CBS Students, who have been part of the meetings with the Academic Council when the case had been discussed in September, is also criticizing the decision-making process.
“We believe that the process leading up to the decision did not properly involve the affected study boards. In the case of EOK, management did not have talks with the study board about the possibility of changing the program into a BSc. Instead, they opted to simply close down the program,” writes Jeppe Ask Tofteskov and Andreas Smith Jørgensen.
Furthermore, they don’t think the arguments laid out by the Senior Management justified the closing down of the programs.
“Specifically, we did not find that the arguments about the lack of quality in the programs, GPA of students enrolled, and lack of internal CBS flexibility to justify their being shut down. The reason for closing down the program seems, instead, to be a long-term strategic decision involving the future of language education in Denmark being concentrated in a few universities.
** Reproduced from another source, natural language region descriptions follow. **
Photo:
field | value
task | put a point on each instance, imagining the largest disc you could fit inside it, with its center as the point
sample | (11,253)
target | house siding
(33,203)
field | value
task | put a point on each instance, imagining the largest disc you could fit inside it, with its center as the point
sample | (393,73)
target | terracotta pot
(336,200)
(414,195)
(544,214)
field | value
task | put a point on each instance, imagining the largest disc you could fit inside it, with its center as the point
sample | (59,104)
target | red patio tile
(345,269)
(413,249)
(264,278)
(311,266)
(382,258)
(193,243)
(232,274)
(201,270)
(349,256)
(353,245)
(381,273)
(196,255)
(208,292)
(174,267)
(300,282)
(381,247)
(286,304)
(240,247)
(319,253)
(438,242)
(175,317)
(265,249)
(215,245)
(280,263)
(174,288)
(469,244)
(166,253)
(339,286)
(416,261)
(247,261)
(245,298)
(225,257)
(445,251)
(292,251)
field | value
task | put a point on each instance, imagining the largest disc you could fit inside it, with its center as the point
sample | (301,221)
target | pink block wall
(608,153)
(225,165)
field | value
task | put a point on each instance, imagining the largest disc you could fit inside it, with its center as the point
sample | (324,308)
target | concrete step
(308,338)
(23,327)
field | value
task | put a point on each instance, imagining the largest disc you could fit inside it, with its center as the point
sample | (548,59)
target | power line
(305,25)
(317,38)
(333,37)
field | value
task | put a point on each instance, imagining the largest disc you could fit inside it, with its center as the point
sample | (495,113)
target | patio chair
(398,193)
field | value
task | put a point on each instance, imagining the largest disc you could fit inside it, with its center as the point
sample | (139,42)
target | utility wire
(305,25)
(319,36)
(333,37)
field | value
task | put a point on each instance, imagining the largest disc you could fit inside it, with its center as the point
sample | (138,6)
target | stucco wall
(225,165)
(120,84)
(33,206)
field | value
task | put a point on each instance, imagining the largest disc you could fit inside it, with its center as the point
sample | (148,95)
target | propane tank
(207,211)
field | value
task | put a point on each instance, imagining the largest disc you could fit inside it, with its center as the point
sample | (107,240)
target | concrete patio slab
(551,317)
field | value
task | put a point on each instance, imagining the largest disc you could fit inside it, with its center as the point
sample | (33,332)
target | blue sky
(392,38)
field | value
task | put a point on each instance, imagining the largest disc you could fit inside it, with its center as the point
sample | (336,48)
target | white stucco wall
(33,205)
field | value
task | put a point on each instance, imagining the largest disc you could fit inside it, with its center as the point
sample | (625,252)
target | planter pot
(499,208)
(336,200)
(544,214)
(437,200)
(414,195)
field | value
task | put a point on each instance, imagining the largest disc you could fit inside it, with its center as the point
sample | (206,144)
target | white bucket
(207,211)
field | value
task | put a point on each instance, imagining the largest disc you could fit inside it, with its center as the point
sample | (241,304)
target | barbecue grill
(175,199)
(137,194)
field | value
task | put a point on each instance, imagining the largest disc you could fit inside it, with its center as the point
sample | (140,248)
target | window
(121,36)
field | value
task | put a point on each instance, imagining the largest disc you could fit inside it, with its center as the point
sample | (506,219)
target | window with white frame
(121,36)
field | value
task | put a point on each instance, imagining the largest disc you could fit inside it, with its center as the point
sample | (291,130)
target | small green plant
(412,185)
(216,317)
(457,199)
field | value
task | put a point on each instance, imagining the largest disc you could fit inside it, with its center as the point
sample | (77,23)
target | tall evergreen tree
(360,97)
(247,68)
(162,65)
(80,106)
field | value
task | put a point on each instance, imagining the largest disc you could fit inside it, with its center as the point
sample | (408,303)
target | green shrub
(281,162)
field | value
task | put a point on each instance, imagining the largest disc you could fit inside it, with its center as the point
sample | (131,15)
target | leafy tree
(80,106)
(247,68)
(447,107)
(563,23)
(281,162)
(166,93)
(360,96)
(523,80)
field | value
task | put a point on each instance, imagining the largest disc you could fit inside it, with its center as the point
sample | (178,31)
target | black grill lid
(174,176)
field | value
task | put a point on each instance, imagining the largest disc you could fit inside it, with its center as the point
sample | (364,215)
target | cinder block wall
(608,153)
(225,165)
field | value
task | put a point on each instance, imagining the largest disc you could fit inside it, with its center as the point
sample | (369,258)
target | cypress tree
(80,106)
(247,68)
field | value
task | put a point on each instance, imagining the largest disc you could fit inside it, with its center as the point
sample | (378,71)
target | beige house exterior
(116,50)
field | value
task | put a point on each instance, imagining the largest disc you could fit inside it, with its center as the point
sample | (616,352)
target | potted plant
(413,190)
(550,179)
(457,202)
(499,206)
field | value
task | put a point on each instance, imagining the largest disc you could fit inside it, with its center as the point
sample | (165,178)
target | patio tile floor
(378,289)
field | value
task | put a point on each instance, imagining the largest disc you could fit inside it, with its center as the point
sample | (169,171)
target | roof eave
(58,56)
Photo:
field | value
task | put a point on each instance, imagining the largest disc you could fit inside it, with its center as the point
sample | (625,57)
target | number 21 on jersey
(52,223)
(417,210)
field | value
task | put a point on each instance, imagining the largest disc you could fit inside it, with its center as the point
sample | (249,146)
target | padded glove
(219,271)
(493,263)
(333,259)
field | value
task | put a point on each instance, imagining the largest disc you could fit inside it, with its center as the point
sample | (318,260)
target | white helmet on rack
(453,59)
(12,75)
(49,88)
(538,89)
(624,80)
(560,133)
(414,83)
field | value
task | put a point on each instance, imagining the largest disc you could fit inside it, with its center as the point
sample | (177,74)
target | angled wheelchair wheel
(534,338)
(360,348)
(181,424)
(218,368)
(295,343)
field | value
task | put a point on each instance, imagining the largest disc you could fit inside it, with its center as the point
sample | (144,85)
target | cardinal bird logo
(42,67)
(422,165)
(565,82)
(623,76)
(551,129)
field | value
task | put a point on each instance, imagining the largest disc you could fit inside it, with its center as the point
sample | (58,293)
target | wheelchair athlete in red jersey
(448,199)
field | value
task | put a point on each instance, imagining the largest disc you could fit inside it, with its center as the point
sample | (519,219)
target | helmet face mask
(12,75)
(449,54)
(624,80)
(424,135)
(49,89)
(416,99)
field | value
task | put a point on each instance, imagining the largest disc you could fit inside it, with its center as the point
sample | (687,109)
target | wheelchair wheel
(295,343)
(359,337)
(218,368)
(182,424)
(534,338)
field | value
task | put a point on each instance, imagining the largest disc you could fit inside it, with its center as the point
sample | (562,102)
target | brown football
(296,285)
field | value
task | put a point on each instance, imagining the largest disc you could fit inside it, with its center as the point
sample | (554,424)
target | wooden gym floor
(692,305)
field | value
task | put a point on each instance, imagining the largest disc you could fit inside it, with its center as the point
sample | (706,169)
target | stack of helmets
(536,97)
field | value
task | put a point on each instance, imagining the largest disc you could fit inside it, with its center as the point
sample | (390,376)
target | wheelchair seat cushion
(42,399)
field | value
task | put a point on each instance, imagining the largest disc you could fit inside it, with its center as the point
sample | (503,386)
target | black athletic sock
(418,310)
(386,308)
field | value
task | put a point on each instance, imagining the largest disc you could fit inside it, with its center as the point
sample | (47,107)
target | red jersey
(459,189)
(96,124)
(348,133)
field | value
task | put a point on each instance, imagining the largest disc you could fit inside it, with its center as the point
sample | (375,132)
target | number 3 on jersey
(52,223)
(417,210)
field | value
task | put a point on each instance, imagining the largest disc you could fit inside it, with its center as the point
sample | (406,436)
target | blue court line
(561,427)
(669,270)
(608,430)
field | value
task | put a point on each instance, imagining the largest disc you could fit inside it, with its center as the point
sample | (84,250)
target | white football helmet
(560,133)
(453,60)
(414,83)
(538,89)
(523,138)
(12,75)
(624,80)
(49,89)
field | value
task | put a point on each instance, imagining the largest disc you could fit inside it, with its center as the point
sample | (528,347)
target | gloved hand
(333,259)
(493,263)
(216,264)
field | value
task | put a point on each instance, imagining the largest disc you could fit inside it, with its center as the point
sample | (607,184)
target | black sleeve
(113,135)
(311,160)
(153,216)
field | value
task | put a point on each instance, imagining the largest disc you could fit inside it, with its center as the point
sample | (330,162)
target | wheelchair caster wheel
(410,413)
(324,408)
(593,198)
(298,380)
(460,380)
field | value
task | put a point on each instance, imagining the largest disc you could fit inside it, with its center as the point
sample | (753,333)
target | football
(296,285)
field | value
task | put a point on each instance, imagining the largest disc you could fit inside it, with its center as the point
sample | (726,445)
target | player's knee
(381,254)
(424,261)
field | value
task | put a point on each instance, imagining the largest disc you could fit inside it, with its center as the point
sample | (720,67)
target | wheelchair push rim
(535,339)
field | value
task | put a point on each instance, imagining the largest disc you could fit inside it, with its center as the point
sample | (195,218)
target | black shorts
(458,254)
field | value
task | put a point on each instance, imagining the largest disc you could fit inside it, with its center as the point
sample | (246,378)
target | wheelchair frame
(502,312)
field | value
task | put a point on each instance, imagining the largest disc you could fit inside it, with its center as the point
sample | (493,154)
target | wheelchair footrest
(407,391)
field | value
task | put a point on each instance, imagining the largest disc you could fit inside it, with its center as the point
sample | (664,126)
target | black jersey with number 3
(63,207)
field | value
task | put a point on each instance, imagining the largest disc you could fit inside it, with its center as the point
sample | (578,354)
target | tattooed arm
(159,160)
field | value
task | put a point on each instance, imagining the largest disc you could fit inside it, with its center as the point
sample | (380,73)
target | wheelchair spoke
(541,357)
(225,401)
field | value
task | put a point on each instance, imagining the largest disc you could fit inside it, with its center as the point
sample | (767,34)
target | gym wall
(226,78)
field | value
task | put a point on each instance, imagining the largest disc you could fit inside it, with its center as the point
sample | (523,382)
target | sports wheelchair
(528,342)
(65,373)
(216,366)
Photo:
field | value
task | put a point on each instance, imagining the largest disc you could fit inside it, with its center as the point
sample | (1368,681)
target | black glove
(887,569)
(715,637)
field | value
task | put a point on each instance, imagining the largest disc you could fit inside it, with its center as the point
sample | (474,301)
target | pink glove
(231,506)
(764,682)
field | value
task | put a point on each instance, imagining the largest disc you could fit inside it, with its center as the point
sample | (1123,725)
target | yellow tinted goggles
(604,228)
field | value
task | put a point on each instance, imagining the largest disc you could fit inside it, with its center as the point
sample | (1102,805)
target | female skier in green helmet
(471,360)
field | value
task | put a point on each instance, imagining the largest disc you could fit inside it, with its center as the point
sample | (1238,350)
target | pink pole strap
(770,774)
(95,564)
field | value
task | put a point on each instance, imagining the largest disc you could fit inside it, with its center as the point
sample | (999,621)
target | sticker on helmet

But this has not been clearly communicated. Combined with the lack of a proper process, this means that CBS Students cannot support the senior management in this decision,” they write.
As a very pleased EOK graduate, this decision saddens me greatly. From my own experience, there’s absolutely no doubt that the combination of business communication and professional English is in high demand in international organizations. The EOK program offers its students the comprehensive set of skills necessary to solve complex communication tasks in contemporary large, international organizations. My colleagues and managers indeed agree with me here. So, too bad for CBS, too bad for businesses and too bad for future students interested in language.
These decisions, like earlier ones involving foreign languages, reveal a lack of quality in one place only, namely in the management of CBS, of both the board (bestyrelse) and ‘direktionen’, which is what the management/leadership chooses to refer itself as – which is symptomatic of insensitive, incompetent language proficiency.